Ksara Winery - Lebanon's Oldest


After buying souvenirs and cooling off in a small café, we headed for the Ksara Winery, located near the town of Zahle, south of Baalbek. Most of Lebanon’s wineries – and all of the best ones – are located in the Bekaa Valley (the Napa of Lebanon, I guess). We picked Ksara as it is the oldest and best known, and is located atop nearly 2 miles of tunnels, discovered by the Romans.


As with every driving experience with James at the wheel, we careened down the road passing cars, trucks, tractors, donkeys and ultimately, the winery!!!! A quick u-turn and with the help of bystanders, we found the roundabout (loaded with Ksara Winery signs which everyone but the driver had seen……) and in a few blocks, the winery. As we turned up the drive, we could have been at any small winery in Napa, Sonoma, or France. Beautifully landscaped grounds and green, grape laden vines led to the old stone winery building on a slight knoll. Four – count ‘em, four – wedding parties were there having photos taken in the vineyard. Have I told you about Lebanese weddings? I think so, but to add, the bridal gowns are always gorgeous, expensive, ornate, with huge skirts, trains and a zillion crystal beads. Watching all of this get dragged through the dirt and parking lot was a pit sad, but I’m sure the photos were worth it!

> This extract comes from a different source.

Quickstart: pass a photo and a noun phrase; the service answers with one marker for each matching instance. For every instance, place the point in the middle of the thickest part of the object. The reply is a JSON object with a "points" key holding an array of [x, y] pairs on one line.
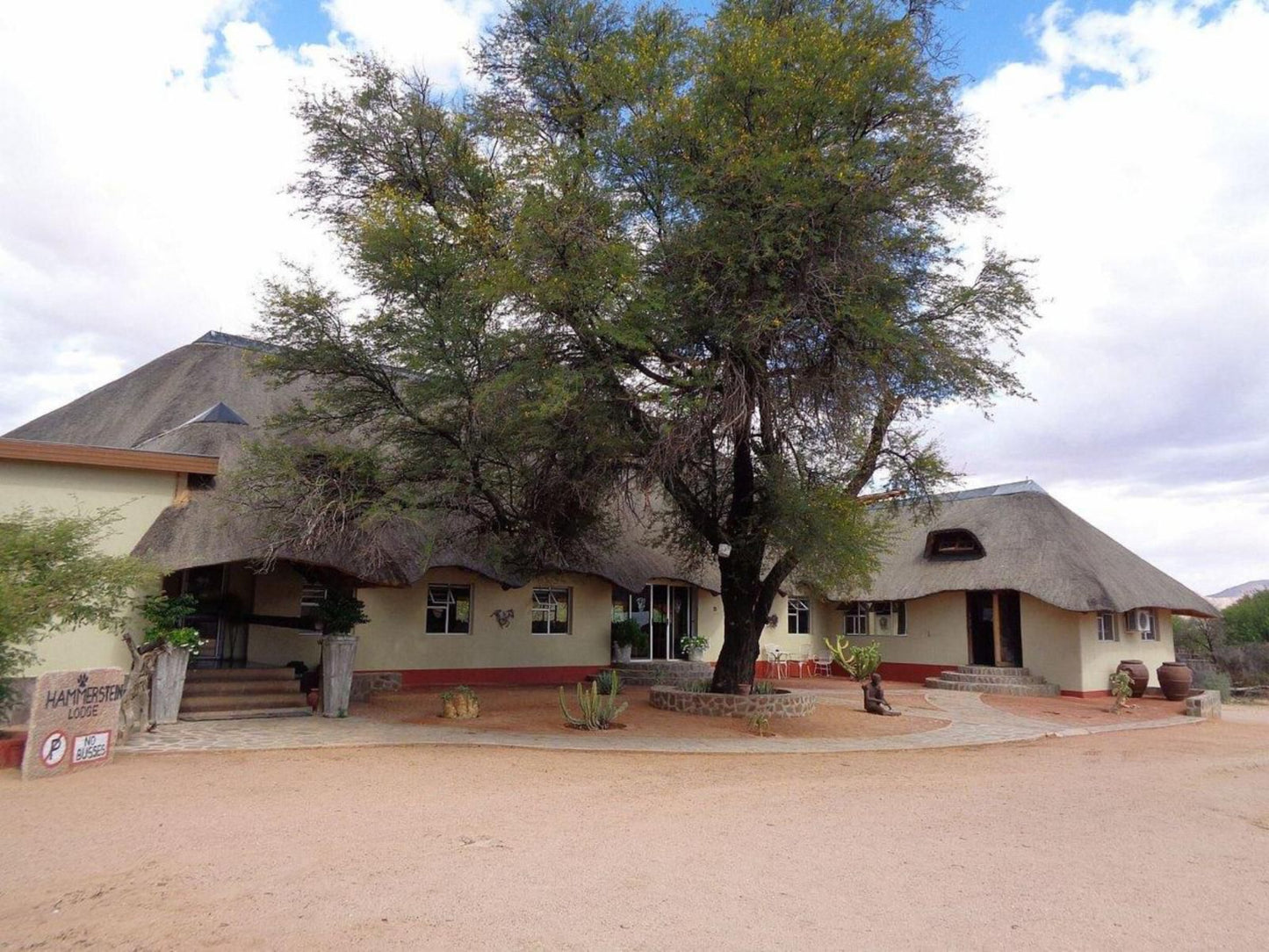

The winery wasn’t too busy, but there were tourists from Germany, Sweden, the US (us), England and Australia, as well as locals on our tour. Since Muslims do not drink alcohol, we weren’t surprised that we saw no Arab visitors. The tour started in the caves, where the temperature is an ideal 50-52 degrees, but very humid. Hundreds of barrels of wine rest along the tunnel floor, and individual bottles fill crevices and rooms carved into the stones by the Romans. The Jesuits, who started the winery in 1857, found the chalky soil and dry weather of this part of the Bekaa Valley to be perfect for grapes and today, the wines continue to wine numerous international awards.

Following the tour, we watched a very informative video on wine production, marveled at a number of rudimentary antique wine making devices and were taken to an ultramodern tasting room to sample an assortment of Ksara wines. I asked to taste the chardonnay as it wasn’t on the tasting menu and Carole, our guide, poured me a generous taste – it was fabulous and I bought 4 bottles. We also enjoyed and purchased the Cabernet, made in the Napa style. Sadly, with the restrictions on liquids in the cabin and the amount of handling our checked luggage will face, we decided not to bring any home, but have sure been enjoying it here.

We took the same route home, over the mountains and into Farqa, and were having our first glass of Ksara wine while watching the sunset from the Stone’s living room about an hour later -- remembering to toast Bacchus and his beautiful temple before the first sip.

A truly memorable day. Lebanon, with her beauty, diversity, history, warmth and variety, amazes me every day I am here.